Utilizing Trusts to Avoid Probate: A Guide to Probate Avoidance for All

The function of creditors and the deceased’s debts in a probate case are both important and necessary to settle the deceased’s estate. Personal representatives are required to notify known creditors and also publish notices for any potential unknown creditors. This gives them a time limit within which they can file a claim against the estate for what is legally owed to them. The personal representative has the authority to approve or deny the claims, and if they deny it, the creditor can take the matter to court. This process prevents any late claims being made against the estate once it has been closed and its funds distributed.

With the rapid decline in local newspapers, the traditional publication rule is no longer as efficient in reaching out to potential unknown creditors. However, the use of legal newspapers that still accept classified advertisements is one way to ensure that all potential creditors have been accounted for. Additionally, conducting a credit check on the deceased can reveal creditors that were previously unknown. All credit cards and subscriptions should also be canceled to prevent any more debts from accruing.

Some states have extended the publication requirements to trusts and, therefore, it is recommended to include these requirements in the trust language. If there is a possibility of late claims being made, a probate can be opened for assets that are not passing through the trust, in order to take advantage of the publication protection on claims. The bulk of the assets can then pass through the trust as usual.

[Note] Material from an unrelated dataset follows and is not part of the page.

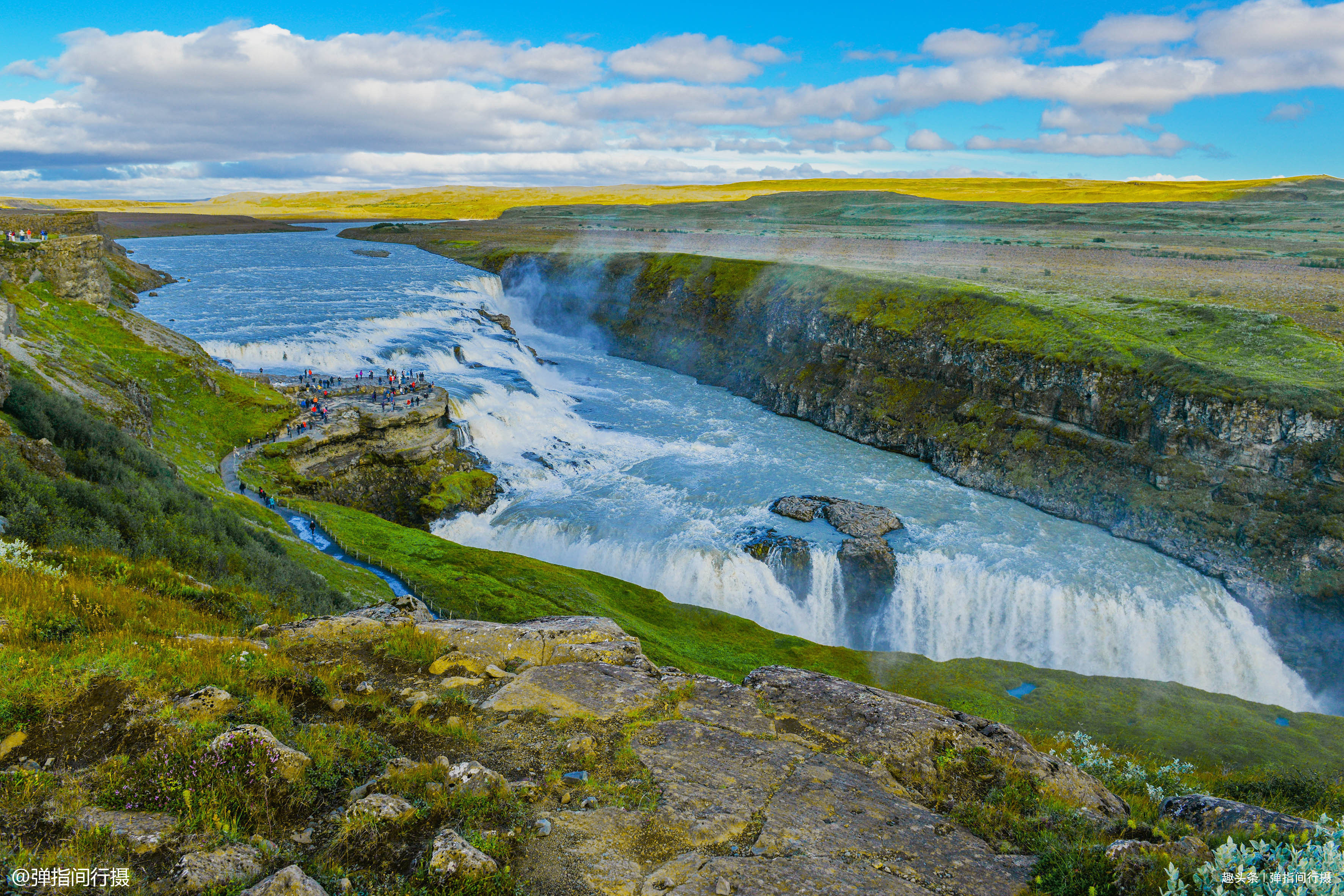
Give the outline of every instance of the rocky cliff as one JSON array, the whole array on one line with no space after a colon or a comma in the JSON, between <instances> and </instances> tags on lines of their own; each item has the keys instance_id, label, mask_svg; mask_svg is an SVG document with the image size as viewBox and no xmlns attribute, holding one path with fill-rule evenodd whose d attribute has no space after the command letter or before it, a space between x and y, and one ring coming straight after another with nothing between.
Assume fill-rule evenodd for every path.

Debts payable by the probated estate can include unexpected claims, such as those made by the state. Estate Recovery allows the state to claim repayment of benefits, such as Medicaid for nursing home care, from the deceased’s probated estate. Repayment under this law can deplete the probate estate accounts, leaving nothing for the heirs. However, this can be avoided by not filing a probate case, as the law refers to claims against the estate and not against non-probated assets, such as those in the name of a trust.

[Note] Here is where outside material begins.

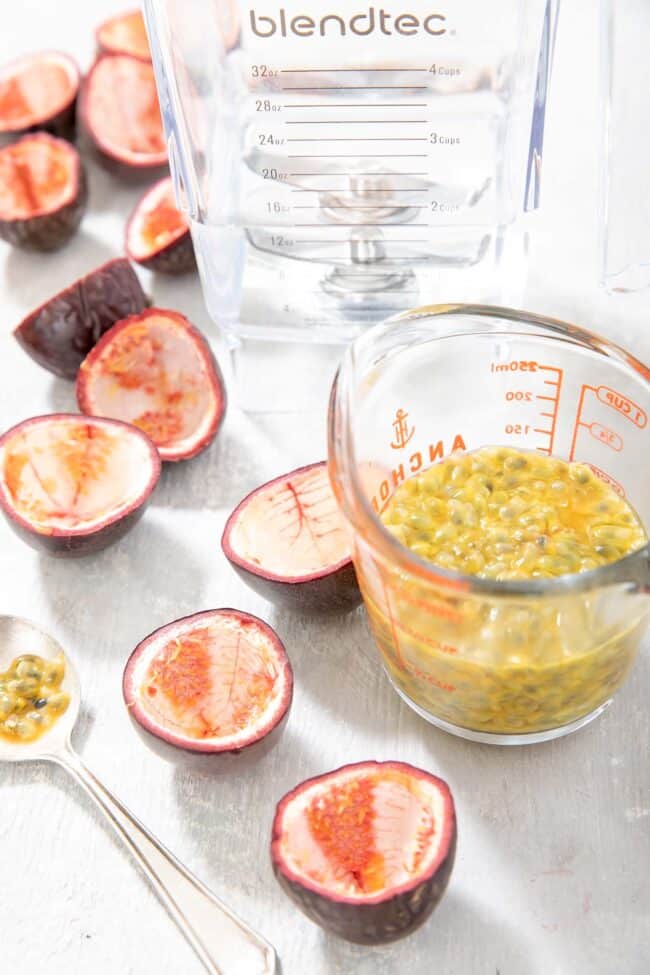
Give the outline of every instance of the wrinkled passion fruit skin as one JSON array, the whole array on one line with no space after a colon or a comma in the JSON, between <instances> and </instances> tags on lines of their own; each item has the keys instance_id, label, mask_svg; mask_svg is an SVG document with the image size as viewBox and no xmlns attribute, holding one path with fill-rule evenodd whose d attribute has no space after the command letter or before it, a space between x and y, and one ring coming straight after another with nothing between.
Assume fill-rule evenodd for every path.
<instances>
[{"instance_id":1,"label":"wrinkled passion fruit skin","mask_svg":"<svg viewBox=\"0 0 650 975\"><path fill-rule=\"evenodd\" d=\"M0 436L0 445L8 439L17 429L22 427L27 423L35 423L40 420L59 420L66 419L72 416L75 420L80 419L77 414L65 414L65 413L53 413L46 417L32 417L30 420L25 420L23 423L17 424L17 426L12 427ZM104 548L108 548L114 542L119 541L133 528L134 525L142 518L145 509L149 503L151 495L153 494L156 485L160 479L160 472L162 470L162 463L158 455L158 451L149 438L142 433L141 430L137 430L131 427L129 424L121 423L119 420L105 420L100 421L102 424L109 424L113 428L122 427L125 433L136 435L141 437L147 442L149 447L149 458L151 462L151 478L149 481L148 490L140 500L133 504L131 509L125 512L119 519L114 521L109 521L104 525L92 529L85 533L66 533L64 530L57 530L52 533L39 532L35 529L30 528L30 526L25 522L24 518L17 515L3 500L0 495L0 509L5 516L10 527L13 529L15 534L31 548L36 549L38 552L44 552L47 555L54 556L55 558L81 558L86 555L94 555L95 552L99 552Z\"/></svg>"},{"instance_id":2,"label":"wrinkled passion fruit skin","mask_svg":"<svg viewBox=\"0 0 650 975\"><path fill-rule=\"evenodd\" d=\"M125 258L117 258L33 311L17 326L14 336L44 369L74 379L104 332L147 305L133 268Z\"/></svg>"},{"instance_id":3,"label":"wrinkled passion fruit skin","mask_svg":"<svg viewBox=\"0 0 650 975\"><path fill-rule=\"evenodd\" d=\"M307 883L299 883L287 876L282 857L278 852L282 837L282 810L293 796L309 787L311 783L334 778L338 773L347 772L355 767L381 768L382 764L401 766L416 774L423 774L421 770L402 762L359 762L357 766L345 765L334 772L307 779L278 803L271 839L273 872L284 892L310 920L339 938L361 945L388 944L411 934L433 913L445 893L454 866L457 842L456 814L447 784L436 776L424 773L428 778L437 781L449 796L450 805L447 815L451 822L451 836L444 857L434 865L432 872L423 875L419 883L414 883L408 890L398 890L393 894L389 889L386 891L386 896L377 903L345 900L335 892L331 896L326 896Z\"/></svg>"},{"instance_id":4,"label":"wrinkled passion fruit skin","mask_svg":"<svg viewBox=\"0 0 650 975\"><path fill-rule=\"evenodd\" d=\"M279 582L249 572L230 558L229 561L240 579L258 595L294 613L327 616L349 613L361 605L359 582L352 562L305 582Z\"/></svg>"},{"instance_id":5,"label":"wrinkled passion fruit skin","mask_svg":"<svg viewBox=\"0 0 650 975\"><path fill-rule=\"evenodd\" d=\"M30 138L34 137L24 136L19 142ZM48 136L41 134L36 138L48 138ZM75 183L73 198L51 213L16 220L0 218L0 238L2 240L11 244L12 247L44 252L59 250L74 236L79 229L79 224L88 205L88 181L81 158L76 150L73 151L76 156L73 174Z\"/></svg>"}]
</instances>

The appointment of a trust protector has become very popular, especially in the management and distribution of trust assets according to the grantor’s instructions. Naming a trust protector in the trust document ensures that the trustee carries out the trust in accordance with the grantor’s wishes. A trust protector oversees the trustee’s actions, vetoing any that might not be in the best interest of the beneficiaries.

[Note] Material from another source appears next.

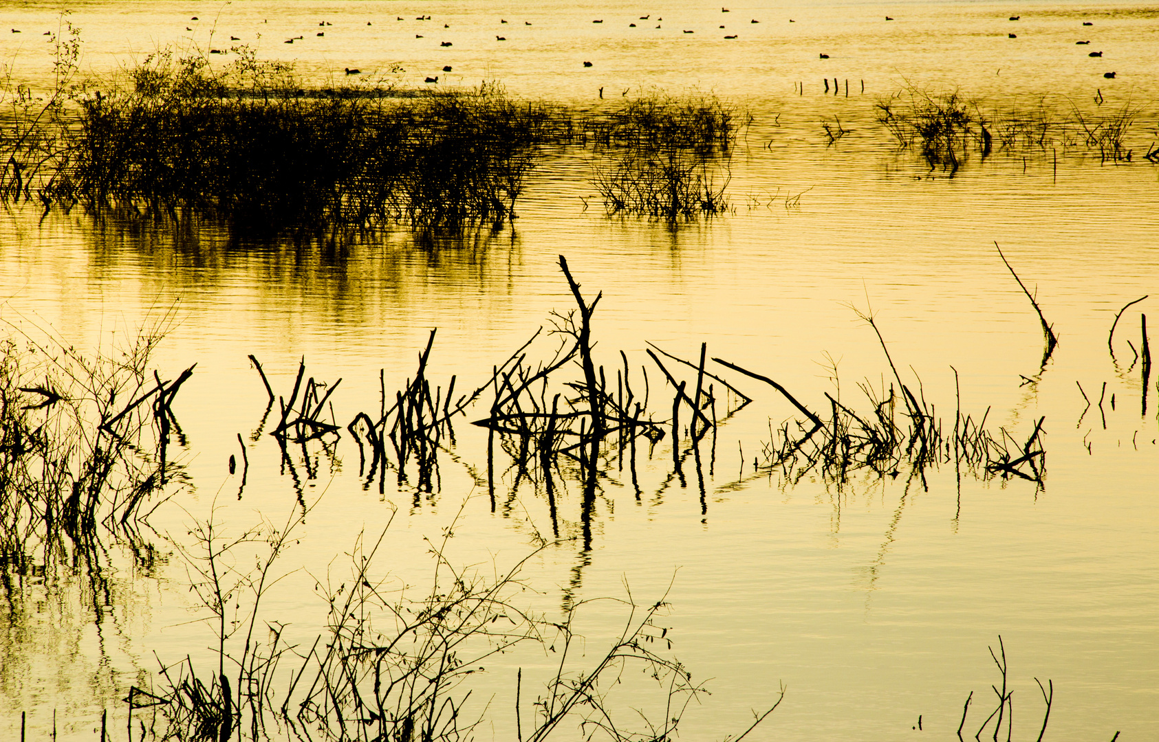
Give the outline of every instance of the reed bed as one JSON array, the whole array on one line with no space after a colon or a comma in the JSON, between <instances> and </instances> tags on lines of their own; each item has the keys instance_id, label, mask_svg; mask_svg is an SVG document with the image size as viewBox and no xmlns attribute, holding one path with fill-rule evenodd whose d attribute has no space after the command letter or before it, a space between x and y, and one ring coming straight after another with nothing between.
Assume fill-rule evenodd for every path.
<instances>
[{"instance_id":1,"label":"reed bed","mask_svg":"<svg viewBox=\"0 0 1159 742\"><path fill-rule=\"evenodd\" d=\"M194 367L150 373L162 331L85 354L51 331L0 343L0 565L27 574L72 553L100 571L104 534L145 554L138 524L183 482L173 401ZM67 541L65 539L67 537Z\"/></svg>"},{"instance_id":2,"label":"reed bed","mask_svg":"<svg viewBox=\"0 0 1159 742\"><path fill-rule=\"evenodd\" d=\"M593 124L592 181L608 214L666 221L728 211L736 112L715 96L654 91Z\"/></svg>"},{"instance_id":3,"label":"reed bed","mask_svg":"<svg viewBox=\"0 0 1159 742\"><path fill-rule=\"evenodd\" d=\"M950 175L971 154L985 159L994 152L1045 153L1057 160L1060 150L1098 155L1100 163L1120 163L1131 162L1135 147L1144 146L1145 140L1132 132L1143 106L1127 101L1113 108L1101 90L1084 106L1071 98L1054 97L1041 96L1032 105L1003 103L984 112L982 104L958 90L906 85L879 100L874 115L898 147L920 153L931 169L941 168ZM834 133L828 124L824 127L832 144ZM1159 162L1159 145L1152 139L1146 147L1143 156Z\"/></svg>"},{"instance_id":4,"label":"reed bed","mask_svg":"<svg viewBox=\"0 0 1159 742\"><path fill-rule=\"evenodd\" d=\"M373 542L359 536L349 574L318 575L320 602L328 605L326 629L308 647L291 644L286 625L262 615L278 579L274 567L292 543L300 514L293 512L282 527L265 523L239 536L225 535L212 516L198 522L201 549L185 558L216 634L217 667L198 674L185 657L162 663L148 688L132 686L130 741L436 742L471 739L481 725L497 721L529 741L570 739L576 732L612 742L675 735L688 704L706 689L671 653L675 634L662 623L666 596L648 604L630 593L611 598L625 614L621 631L606 651L591 652L590 644L584 651L580 620L591 603L610 598L571 605L560 620L533 611L526 596L534 590L520 572L538 551L494 565L490 576L457 567L447 548L461 516L460 510L440 539L429 539L433 570L425 587L407 586L378 567L389 524ZM253 544L264 549L256 565L248 573L232 568ZM531 666L527 677L519 667L513 678L503 678L515 685L513 708L479 698L494 692L494 684L487 690L480 681L489 677L484 663L501 654L526 657ZM585 655L592 659L584 661ZM617 698L626 692L655 696L658 711L643 711L640 696L633 697L634 707ZM749 730L782 698L783 688Z\"/></svg>"},{"instance_id":5,"label":"reed bed","mask_svg":"<svg viewBox=\"0 0 1159 742\"><path fill-rule=\"evenodd\" d=\"M34 90L14 80L14 61L0 65L0 204L17 204L56 188L67 161L70 105L85 91L79 79L80 29L60 15L50 34L53 86Z\"/></svg>"},{"instance_id":6,"label":"reed bed","mask_svg":"<svg viewBox=\"0 0 1159 742\"><path fill-rule=\"evenodd\" d=\"M204 58L159 54L130 85L79 101L67 164L44 194L305 234L515 216L545 109L496 85L406 101L386 93L307 94L291 69L252 57L217 72Z\"/></svg>"}]
</instances>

Trust protectors are commonly used in irrevocable trusts for long-term purposes, and having them even in revocable trusts to be irrevocable upon the grantor’s death is now advisable. A trust protector should not be a beneficiary or the attorney for the trustee or the grantor. The powers of a trust protector should be clearly defined in the trust document, including the power to remove or replace trustees, settle disputes between beneficiaries, and change trust terms in the event of significant legal or tax changes. They should also act in a fiduciary capacity toward the beneficiaries and be compensated according to the trust document.